Like most things, the issue is really now a legal one—about the rules of engagement in cyberwarfare (defensive and offensive), not only including the legal partnerships between a government and its pubic but with other nations. 

We know one thing for sure, if there is no public-private business partnership, real national cyberdefense is an illusion, and if there is no international convention allowing defensive and offensive actions, all countries are vulnerable regardless of their domestic cyber capabilities.
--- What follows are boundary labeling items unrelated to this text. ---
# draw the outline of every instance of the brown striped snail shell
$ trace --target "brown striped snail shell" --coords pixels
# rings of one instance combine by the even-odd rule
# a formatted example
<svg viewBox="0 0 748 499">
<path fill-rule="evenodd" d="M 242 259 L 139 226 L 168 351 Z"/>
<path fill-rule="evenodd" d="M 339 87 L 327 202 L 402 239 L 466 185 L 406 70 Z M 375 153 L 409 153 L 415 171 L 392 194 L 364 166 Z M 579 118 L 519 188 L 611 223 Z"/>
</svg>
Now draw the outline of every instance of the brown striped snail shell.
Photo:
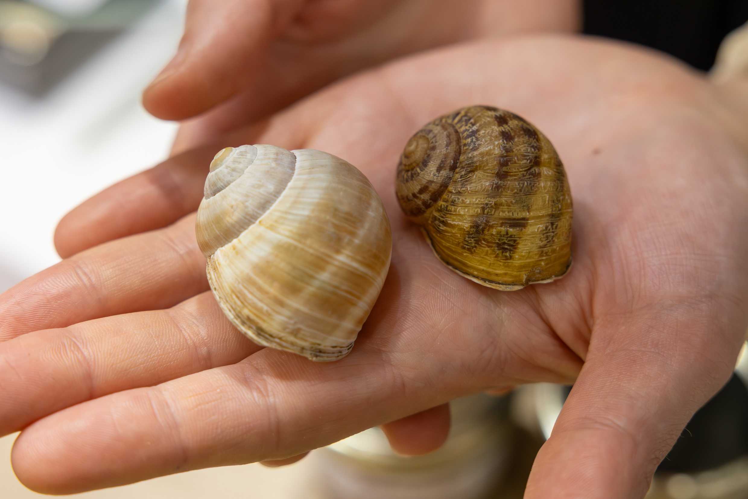
<svg viewBox="0 0 748 499">
<path fill-rule="evenodd" d="M 571 265 L 571 195 L 545 136 L 516 114 L 474 105 L 411 138 L 396 192 L 436 256 L 479 284 L 512 291 Z"/>
<path fill-rule="evenodd" d="M 264 144 L 215 155 L 196 234 L 231 322 L 260 345 L 318 361 L 350 352 L 392 248 L 361 172 L 322 151 Z"/>
</svg>

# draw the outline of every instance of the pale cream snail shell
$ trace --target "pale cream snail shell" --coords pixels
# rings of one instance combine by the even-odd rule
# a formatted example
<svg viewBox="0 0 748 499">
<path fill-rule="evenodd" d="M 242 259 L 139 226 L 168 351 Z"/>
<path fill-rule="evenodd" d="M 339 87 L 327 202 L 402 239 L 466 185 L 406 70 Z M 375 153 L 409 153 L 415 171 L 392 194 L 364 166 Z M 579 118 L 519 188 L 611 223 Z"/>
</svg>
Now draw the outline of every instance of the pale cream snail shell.
<svg viewBox="0 0 748 499">
<path fill-rule="evenodd" d="M 396 192 L 439 260 L 479 284 L 513 291 L 571 266 L 563 165 L 508 111 L 473 105 L 427 123 L 400 156 Z"/>
<path fill-rule="evenodd" d="M 215 155 L 196 233 L 233 325 L 318 361 L 350 352 L 392 251 L 389 219 L 362 173 L 327 153 L 264 144 Z"/>
</svg>

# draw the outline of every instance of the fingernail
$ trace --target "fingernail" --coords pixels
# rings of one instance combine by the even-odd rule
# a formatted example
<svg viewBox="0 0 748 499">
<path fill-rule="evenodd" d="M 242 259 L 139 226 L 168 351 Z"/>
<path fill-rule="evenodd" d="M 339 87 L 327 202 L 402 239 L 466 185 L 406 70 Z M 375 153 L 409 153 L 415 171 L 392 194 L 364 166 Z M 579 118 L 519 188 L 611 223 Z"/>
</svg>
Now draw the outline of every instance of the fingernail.
<svg viewBox="0 0 748 499">
<path fill-rule="evenodd" d="M 166 64 L 164 69 L 161 70 L 161 73 L 159 73 L 159 76 L 154 78 L 153 81 L 148 86 L 153 87 L 177 73 L 184 62 L 184 60 L 187 58 L 187 52 L 186 44 L 180 43 L 180 48 L 174 56 L 171 58 L 171 61 Z"/>
</svg>

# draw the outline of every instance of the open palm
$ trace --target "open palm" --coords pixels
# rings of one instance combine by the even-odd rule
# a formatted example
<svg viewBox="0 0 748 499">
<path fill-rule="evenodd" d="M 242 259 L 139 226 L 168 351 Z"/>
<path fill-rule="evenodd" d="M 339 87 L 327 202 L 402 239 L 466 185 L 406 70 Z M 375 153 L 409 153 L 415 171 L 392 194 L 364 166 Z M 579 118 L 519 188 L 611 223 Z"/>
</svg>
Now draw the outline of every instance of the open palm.
<svg viewBox="0 0 748 499">
<path fill-rule="evenodd" d="M 563 159 L 574 202 L 563 279 L 482 287 L 400 213 L 402 147 L 472 104 L 522 115 Z M 174 158 L 76 209 L 56 240 L 69 254 L 132 236 L 0 297 L 0 432 L 25 428 L 16 472 L 71 492 L 282 459 L 456 397 L 576 381 L 526 497 L 643 496 L 743 340 L 747 137 L 708 82 L 669 59 L 545 37 L 405 59 Z M 205 292 L 189 213 L 212 154 L 245 143 L 327 150 L 384 202 L 390 273 L 341 361 L 260 349 Z"/>
</svg>

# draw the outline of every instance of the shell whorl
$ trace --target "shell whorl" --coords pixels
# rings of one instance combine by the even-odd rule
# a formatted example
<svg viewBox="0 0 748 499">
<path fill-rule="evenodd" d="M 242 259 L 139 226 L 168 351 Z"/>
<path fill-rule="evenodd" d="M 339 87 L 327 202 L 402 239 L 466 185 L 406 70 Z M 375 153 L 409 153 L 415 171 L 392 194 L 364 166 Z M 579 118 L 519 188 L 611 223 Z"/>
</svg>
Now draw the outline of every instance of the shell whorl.
<svg viewBox="0 0 748 499">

  • Today, Estonia is a global leader in cyber defence, not to speak of the fact that it is birthplace for  Skype  and FastTrack and the first full e-government. 
  • This country, which joined the EU and NATO after breaking away from the Soviet Union, is now a global leader in cyber awareness and cyber education. 
  • In the years after Estonia was hit by a cyber-tsunami, cryptography and cyber-security are all courses taught in the nation's colleges and schools. 
  • More interestingly, students between five and 15-year-olds are learning to write computer code as part of a countrywide campaign to inculcate a culture of "cyber-hygiene" in the next generation. 
  • Trust, share, cooperation between private and public entities, have to be done not by imposition of a law, but a more horizontal agreement among government, private sector, civil society. The first responders to an attack may not be official since it could well be civilian because most critical infrastructure is in private hands. 

Lesson for India in particular !!!

In 2012, there was a panic exodus of north-easterners from south India in a tell-tale sign of a cyber attack. "Responses have to be in the same medium, instant, and not top-down."